Viewed through a different lens, the Vision Fund sought to – simply by throwing enough money around – control and direct the future of several different industry sectors of emerging importance. Alas, the best laid central plans and directives never seem to survive intact once they encounter market forces. Recent performances, or the lack thereof, emphasize the reality that talking up a company is not enough; it must actually deliver satisfactory financial results.

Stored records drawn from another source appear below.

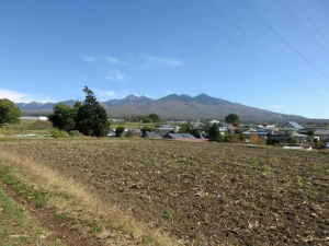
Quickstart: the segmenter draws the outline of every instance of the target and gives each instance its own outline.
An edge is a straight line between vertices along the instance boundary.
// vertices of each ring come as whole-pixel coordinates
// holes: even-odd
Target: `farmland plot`
[[[1,143],[189,245],[327,245],[329,155],[218,143]]]

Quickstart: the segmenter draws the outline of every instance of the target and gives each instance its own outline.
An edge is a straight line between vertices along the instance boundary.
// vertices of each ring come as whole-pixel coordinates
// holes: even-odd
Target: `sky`
[[[0,98],[205,93],[329,118],[328,0],[0,0]]]

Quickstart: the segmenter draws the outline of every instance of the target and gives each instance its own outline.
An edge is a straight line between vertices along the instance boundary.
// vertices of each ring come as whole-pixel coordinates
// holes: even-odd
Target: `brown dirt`
[[[328,245],[329,155],[182,141],[1,143],[190,245]]]

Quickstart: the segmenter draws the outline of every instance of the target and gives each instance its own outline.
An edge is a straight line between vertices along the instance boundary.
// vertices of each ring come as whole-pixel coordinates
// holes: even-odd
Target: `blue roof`
[[[299,124],[297,124],[295,121],[288,121],[286,125],[288,125],[288,124],[295,129],[304,129],[304,127],[302,127]]]

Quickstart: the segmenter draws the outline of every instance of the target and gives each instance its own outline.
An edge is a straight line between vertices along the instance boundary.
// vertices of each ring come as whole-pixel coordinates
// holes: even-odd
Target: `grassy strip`
[[[0,188],[0,242],[10,245],[63,245],[58,242],[46,242],[49,233],[24,211],[23,207]]]
[[[178,244],[150,225],[137,223],[122,211],[100,202],[79,184],[41,163],[2,151],[0,178],[35,209],[43,208],[56,214],[79,235],[102,245]]]

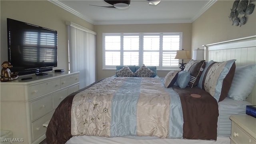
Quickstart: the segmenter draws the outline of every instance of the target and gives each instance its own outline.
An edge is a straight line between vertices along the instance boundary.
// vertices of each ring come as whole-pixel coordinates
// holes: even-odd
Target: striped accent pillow
[[[186,66],[184,70],[190,73],[190,79],[188,82],[190,88],[196,86],[204,68],[205,60],[198,61],[191,59]]]
[[[198,83],[198,87],[216,99],[223,100],[228,95],[235,74],[236,60],[223,62],[209,62]]]

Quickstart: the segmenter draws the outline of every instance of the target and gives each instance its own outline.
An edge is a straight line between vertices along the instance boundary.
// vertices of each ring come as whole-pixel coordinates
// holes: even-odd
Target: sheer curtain
[[[79,71],[80,88],[96,81],[96,33],[72,22],[68,25],[70,72]]]

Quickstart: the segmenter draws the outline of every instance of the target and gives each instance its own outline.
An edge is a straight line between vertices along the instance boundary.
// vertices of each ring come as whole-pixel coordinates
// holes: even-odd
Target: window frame
[[[120,50],[111,50],[110,51],[118,51],[120,52],[120,65],[124,65],[123,64],[123,56],[124,50],[123,46],[123,39],[124,36],[139,36],[139,65],[142,65],[143,60],[143,52],[145,51],[148,51],[148,50],[143,50],[143,38],[144,36],[156,36],[159,35],[160,36],[160,43],[159,43],[159,50],[152,50],[152,51],[158,51],[159,52],[159,66],[156,66],[158,70],[179,70],[179,64],[176,66],[162,66],[162,55],[163,52],[174,52],[177,50],[163,50],[163,39],[164,36],[179,36],[179,50],[182,49],[182,32],[147,32],[147,33],[102,33],[102,69],[116,69],[116,66],[106,66],[105,65],[105,40],[106,36],[120,36]],[[108,50],[107,50],[107,51]],[[127,50],[126,50],[127,51]],[[128,50],[129,51],[129,50]],[[135,51],[136,50],[131,50],[130,51]]]

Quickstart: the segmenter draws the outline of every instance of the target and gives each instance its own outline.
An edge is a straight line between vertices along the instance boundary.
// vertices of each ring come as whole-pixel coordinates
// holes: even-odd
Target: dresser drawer
[[[35,98],[60,88],[60,80],[56,80],[30,86],[30,99]]]
[[[56,108],[60,102],[67,96],[68,90],[66,89],[53,94],[53,108]]]
[[[79,90],[79,85],[73,86],[68,89],[68,96]]]
[[[49,113],[32,123],[33,140],[36,139],[42,134],[45,134],[46,128],[43,126],[43,124],[52,118],[53,113],[54,112]]]
[[[32,121],[52,110],[52,95],[31,102],[31,108]]]
[[[234,141],[238,144],[256,144],[256,141],[233,122],[232,130],[232,141]]]
[[[78,82],[79,82],[79,75],[78,74],[62,78],[60,79],[60,87],[65,88]]]

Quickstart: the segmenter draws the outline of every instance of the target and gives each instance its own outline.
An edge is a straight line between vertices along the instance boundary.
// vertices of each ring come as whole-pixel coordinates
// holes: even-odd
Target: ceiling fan
[[[130,7],[131,0],[104,0],[106,3],[112,5],[112,6],[100,6],[93,5],[90,6],[99,6],[101,7],[114,8],[126,8]],[[146,0],[150,5],[156,6],[161,2],[161,0]]]

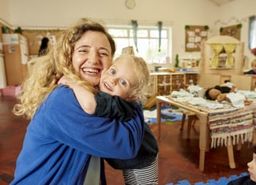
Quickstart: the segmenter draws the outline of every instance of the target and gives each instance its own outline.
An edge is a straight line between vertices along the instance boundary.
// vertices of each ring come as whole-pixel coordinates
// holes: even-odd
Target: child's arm
[[[68,85],[72,89],[82,108],[88,114],[94,114],[97,104],[94,93],[88,91],[82,85],[74,83],[72,80],[64,76],[58,83]]]

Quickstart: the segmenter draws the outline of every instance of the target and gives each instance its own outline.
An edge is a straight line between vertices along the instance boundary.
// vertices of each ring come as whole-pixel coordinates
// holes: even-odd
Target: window
[[[136,41],[131,26],[108,26],[107,29],[116,43],[116,56],[122,53],[122,48],[133,46],[135,55],[143,57],[148,64],[169,62],[172,46],[170,28],[162,29],[161,41],[158,27],[138,27]]]

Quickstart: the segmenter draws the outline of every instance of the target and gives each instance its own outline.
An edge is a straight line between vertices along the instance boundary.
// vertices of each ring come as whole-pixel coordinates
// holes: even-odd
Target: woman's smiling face
[[[111,59],[110,44],[101,32],[85,32],[74,46],[73,66],[93,86],[99,84],[102,72],[110,67]]]

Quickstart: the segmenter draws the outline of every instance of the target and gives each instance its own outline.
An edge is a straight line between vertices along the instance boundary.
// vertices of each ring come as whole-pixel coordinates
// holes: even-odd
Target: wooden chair
[[[187,130],[186,130],[186,138],[190,139],[190,131],[191,127],[195,123],[195,121],[198,120],[197,116],[194,112],[183,112],[182,114],[182,125],[180,130],[182,131],[186,121],[186,116],[187,116]]]

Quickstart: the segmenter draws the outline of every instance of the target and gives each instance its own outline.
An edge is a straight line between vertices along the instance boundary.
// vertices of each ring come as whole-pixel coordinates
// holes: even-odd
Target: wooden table
[[[190,106],[186,106],[180,102],[174,101],[168,96],[157,96],[157,124],[158,127],[158,140],[161,139],[161,104],[166,103],[178,108],[184,108],[187,111],[194,112],[198,118],[200,122],[199,132],[199,170],[203,171],[205,165],[205,152],[210,149],[210,128],[208,126],[208,112],[200,111]],[[234,159],[233,144],[227,144],[227,152],[229,156],[229,162],[230,168],[235,168],[235,163]]]

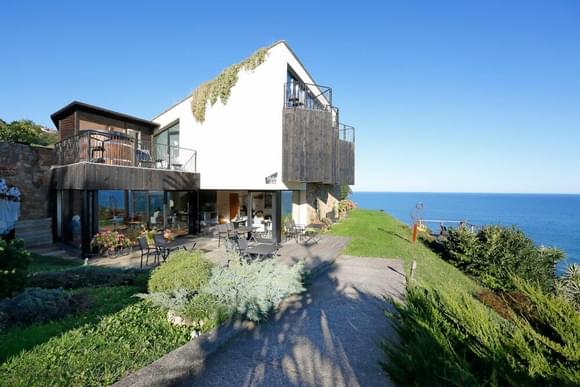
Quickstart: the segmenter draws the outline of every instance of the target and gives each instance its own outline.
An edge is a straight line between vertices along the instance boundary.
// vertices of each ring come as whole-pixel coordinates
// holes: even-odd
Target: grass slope
[[[82,292],[89,295],[91,304],[86,312],[44,324],[14,327],[3,332],[0,335],[0,363],[71,329],[97,323],[105,316],[137,302],[138,299],[131,296],[140,291],[142,291],[141,288],[133,286],[102,287],[73,291],[74,293]]]
[[[362,257],[399,258],[407,274],[417,262],[416,279],[427,287],[452,286],[474,292],[479,286],[454,266],[443,261],[423,242],[411,242],[411,230],[384,212],[353,210],[347,219],[332,227],[333,235],[349,236],[345,254]]]

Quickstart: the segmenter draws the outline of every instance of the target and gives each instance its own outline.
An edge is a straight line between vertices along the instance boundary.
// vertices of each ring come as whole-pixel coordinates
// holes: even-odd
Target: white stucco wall
[[[179,119],[180,146],[197,150],[201,189],[303,190],[282,182],[282,109],[287,66],[306,83],[314,83],[284,42],[269,49],[264,63],[239,73],[226,105],[206,109],[203,124],[191,112],[191,98],[153,121],[161,127]],[[276,184],[266,176],[278,174]]]

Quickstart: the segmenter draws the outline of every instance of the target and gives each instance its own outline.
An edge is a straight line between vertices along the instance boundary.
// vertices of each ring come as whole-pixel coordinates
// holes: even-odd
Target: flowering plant
[[[6,181],[4,179],[0,179],[0,199],[19,202],[20,190],[17,187],[8,188],[8,184],[6,184]]]
[[[129,247],[130,245],[129,238],[118,231],[100,232],[95,234],[91,240],[91,249],[98,248],[101,253]]]
[[[341,200],[336,206],[339,212],[347,212],[353,208],[356,208],[356,204],[354,204],[354,202],[350,199]]]

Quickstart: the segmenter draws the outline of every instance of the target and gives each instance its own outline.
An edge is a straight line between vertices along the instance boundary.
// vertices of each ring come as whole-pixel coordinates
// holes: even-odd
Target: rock
[[[171,324],[175,325],[176,327],[187,327],[191,326],[192,322],[186,319],[185,317],[181,317],[173,310],[167,311],[167,321]]]
[[[189,336],[189,338],[193,340],[198,338],[199,336],[201,336],[201,332],[194,329],[193,331],[191,331],[191,335]]]

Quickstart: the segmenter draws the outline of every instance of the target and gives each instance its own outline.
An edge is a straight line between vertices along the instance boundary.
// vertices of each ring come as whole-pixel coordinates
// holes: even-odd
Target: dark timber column
[[[92,204],[91,198],[89,198],[89,191],[81,191],[81,248],[83,258],[90,252],[91,244],[91,220],[90,220],[90,206]]]
[[[254,214],[252,214],[252,207],[254,206],[254,201],[252,200],[252,192],[248,191],[248,196],[246,199],[246,206],[247,206],[247,215],[248,215],[248,220],[246,221],[246,226],[248,227],[252,227],[252,224],[254,223]]]
[[[282,193],[272,192],[272,239],[276,243],[282,241]]]

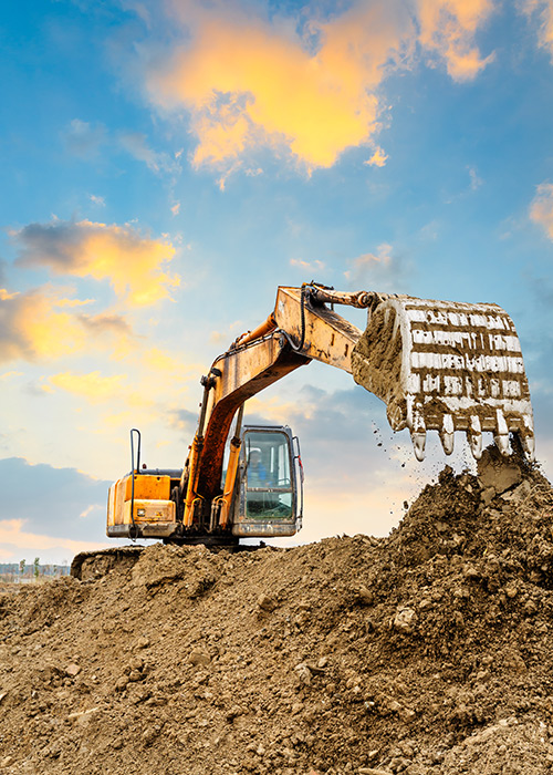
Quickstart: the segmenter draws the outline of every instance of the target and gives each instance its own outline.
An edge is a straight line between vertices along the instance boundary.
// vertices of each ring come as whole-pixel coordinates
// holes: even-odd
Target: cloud
[[[135,307],[168,298],[180,282],[177,275],[165,271],[175,257],[173,245],[145,237],[128,225],[54,219],[29,224],[10,236],[20,248],[19,265],[107,280],[118,298]]]
[[[93,125],[86,121],[73,118],[62,136],[70,153],[81,158],[90,158],[97,155],[105,142],[106,127],[104,124]]]
[[[408,267],[405,259],[393,252],[392,245],[383,242],[376,252],[366,252],[347,261],[349,269],[344,272],[349,288],[400,292],[405,286]]]
[[[374,154],[371,156],[371,158],[367,158],[364,164],[368,164],[372,167],[384,167],[387,161],[388,155],[379,146],[377,146]]]
[[[25,293],[0,292],[0,363],[54,361],[83,349],[90,352],[128,343],[132,331],[123,318],[74,311],[87,302],[65,299],[49,287]]]
[[[83,542],[105,542],[105,504],[111,482],[93,479],[75,468],[30,465],[21,457],[0,459],[0,479],[1,545],[63,546],[75,552]],[[91,506],[94,508],[88,516],[80,519],[79,515]],[[51,540],[42,544],[43,536]]]
[[[121,314],[102,312],[100,314],[80,314],[79,321],[94,337],[113,333],[117,337],[131,337],[133,329]]]
[[[195,166],[225,172],[270,147],[307,170],[330,167],[377,132],[376,91],[411,31],[401,3],[359,3],[331,22],[311,20],[316,51],[291,23],[246,17],[234,3],[228,11],[196,8],[191,40],[148,78],[153,102],[189,111]]]
[[[0,297],[0,362],[60,358],[84,341],[82,326],[55,299],[40,291]]]
[[[138,162],[144,162],[148,169],[155,173],[178,173],[180,164],[169,154],[153,151],[146,143],[146,136],[138,132],[127,132],[119,135],[121,146]]]
[[[291,267],[298,267],[302,271],[323,271],[325,269],[324,261],[314,259],[313,261],[303,261],[301,258],[291,258]]]
[[[530,218],[539,224],[553,239],[553,185],[541,183],[536,187],[536,194],[530,205]]]
[[[170,8],[180,40],[150,58],[147,93],[188,114],[192,164],[219,172],[221,188],[239,168],[261,170],[263,148],[311,173],[374,143],[388,110],[386,76],[420,52],[456,81],[476,78],[493,56],[474,43],[493,0],[355,0],[332,17],[312,4],[271,19],[236,0]],[[385,161],[376,147],[369,164]]]
[[[470,81],[493,60],[481,58],[474,35],[494,9],[493,0],[417,0],[419,42],[455,81]]]
[[[553,60],[553,0],[521,0],[522,11],[538,19],[538,43]]]
[[[87,374],[65,371],[50,376],[49,384],[86,399],[87,402],[93,404],[105,403],[122,396],[125,396],[129,403],[134,403],[136,393],[129,390],[126,380],[126,374],[102,376],[100,371],[93,371]],[[142,401],[140,403],[144,402]]]

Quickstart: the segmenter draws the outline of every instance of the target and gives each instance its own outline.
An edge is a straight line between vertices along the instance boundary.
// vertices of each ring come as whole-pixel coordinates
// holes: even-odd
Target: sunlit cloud
[[[388,108],[383,83],[417,52],[456,81],[473,79],[493,58],[474,42],[493,10],[492,0],[357,0],[331,19],[304,10],[301,21],[270,22],[239,2],[175,1],[182,42],[156,59],[147,90],[156,105],[188,113],[192,164],[218,170],[221,189],[237,169],[262,172],[247,164],[261,148],[311,173],[374,143]],[[367,164],[386,159],[376,146]]]
[[[553,59],[553,0],[521,0],[522,10],[538,21],[538,42]]]
[[[80,551],[100,549],[104,544],[97,541],[80,541],[71,538],[56,538],[44,534],[29,533],[25,530],[24,519],[0,520],[0,559],[4,562],[13,561],[13,549],[18,551],[50,551],[52,549],[65,550],[71,558]]]
[[[375,148],[374,154],[364,164],[371,167],[384,167],[388,161],[388,154],[385,153],[379,146]]]
[[[50,376],[49,384],[85,399],[92,404],[105,403],[114,399],[125,399],[131,404],[139,405],[150,403],[129,388],[126,374],[103,376],[100,371],[85,374],[65,371]]]
[[[314,259],[313,261],[303,261],[301,258],[291,258],[290,266],[298,267],[299,269],[305,271],[323,271],[323,269],[325,269],[324,261],[320,261],[319,259]]]
[[[553,185],[542,183],[536,188],[535,197],[530,205],[530,218],[539,224],[553,239]]]
[[[105,143],[106,127],[104,124],[73,118],[63,132],[63,140],[70,153],[81,158],[91,158],[97,155]]]
[[[79,320],[55,299],[39,291],[0,299],[0,361],[60,358],[84,341]]]
[[[19,265],[107,280],[118,298],[135,307],[169,298],[170,289],[180,282],[177,275],[166,272],[175,257],[174,246],[128,225],[54,219],[29,224],[10,236],[20,248]]]
[[[270,147],[307,170],[330,167],[378,131],[376,90],[413,31],[400,3],[313,19],[315,52],[290,23],[271,25],[234,7],[232,16],[217,13],[197,10],[191,42],[148,80],[154,102],[190,112],[196,166],[225,172]]]
[[[419,42],[455,81],[472,80],[493,60],[482,59],[474,35],[495,8],[493,0],[417,0]]]
[[[349,269],[344,272],[349,287],[368,287],[375,290],[398,289],[398,280],[404,275],[403,262],[393,255],[393,247],[387,242],[378,245],[375,252],[365,252],[347,262]]]
[[[49,287],[0,294],[0,362],[55,361],[70,354],[127,344],[129,327],[118,316],[88,316]]]

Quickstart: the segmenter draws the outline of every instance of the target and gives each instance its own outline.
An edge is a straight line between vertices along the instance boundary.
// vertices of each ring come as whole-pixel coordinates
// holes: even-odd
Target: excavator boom
[[[366,309],[366,329],[337,314],[336,304]],[[438,431],[446,454],[453,450],[455,432],[462,431],[478,458],[482,433],[490,431],[503,455],[512,433],[533,457],[521,347],[500,307],[335,291],[314,282],[282,286],[267,320],[239,337],[202,378],[198,430],[184,468],[143,475],[133,463],[133,473],[112,486],[108,535],[179,540],[229,531],[293,535],[301,521],[303,468],[290,428],[241,431],[240,411],[221,484],[223,453],[244,402],[312,360],[352,373],[382,399],[392,428],[409,430],[418,459],[430,430]],[[255,485],[251,451],[270,469]]]

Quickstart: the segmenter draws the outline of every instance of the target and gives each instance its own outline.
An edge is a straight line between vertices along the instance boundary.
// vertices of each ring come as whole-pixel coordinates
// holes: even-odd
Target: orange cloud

WeWork has been discussed ad nauseum across the financial media, but the firm never would have received a valuation of over $40 billion, nor would it have fallen so spectacularly back to Earth without the nearly $10 billion that the Vision Fund invested in the project. Uber, once considered the unrivaled darling of the so-called unicorns, is trading well below its IPO price as it continues to hemorrhage cash and print oceans of red ink. The Vision Fund invested, along with others, billions of dollars into this organization while it was still private. Slack may be a popular enterprise tool, and may have soared during its IPO in June of 2019, but has since plunged following disappointing earnings and sluggish growth forecasts; rosy forecasts eventually have to translate into actual results. Just recently a Vision Fund- supported organization – insurance company Lemonade – has postponed IPO plans citing “market conditions.”
Attempting to centrally direct and plan the future of organizations and industry sectors may work on paper, or on a slide deck, but cannot factor in the realities of competition, consumer choice, and market scrutiny. Financial damages and other negative externalities are an inevitable result of any single entity attempting to plan for everyone else, be they consumers or citizens. These financial damages, however painful, represent a reality check and method by which the market can respond to master plans of private sector actors.
This is not to say that the Vision Fund is doomed, nor that the future of investing in private organizations is in peril, but rather that the scope and methods of doing so need to evolve. In fact, the fund has paper and realized gains that have a combined total of billions of dollars, and continues to be an important player and force in the private financing of high- growth startups.
That said, repeating many of the same errors associated with prior bubbles; investing for growth without concern for profits, accepting non-GAAP and other unusual methods of judging performance, and glossing over structural issues is a recipe for the same result. Assigning responsibility for the frothy private markets and the negative spillover effects in the public markets to one entity is nonsense; the Vision Fund is a symptom of broader market conditions.
Vision Fund 2.0s
In more normalized market conditions not constantly nudged and managed by central bankers, the appeal of allocating such enormous amounts of capital to unproven organizations with dubious business models would diminish. Financial discipline, developing business models that deliver value to consumers and investors alike, and realistic growth forecasts continue to be distorted thanks to the meddling of non-market actors.
The Vision Fund, despite recent negative headlines, is moving along with raising capital for its second fund that seeks to continue its investment strategy toward organizations developing solutions in emerging areas. Masayoshi Son has publicly stated that the Vision Fund 2 will be more cautious with new investments, and focus more on traditional metrics of sustainable growth and profitability. This is a welcome development, and is hopefully indicative that the new fund will function more like a traditional investor rather than central planning kingmaker.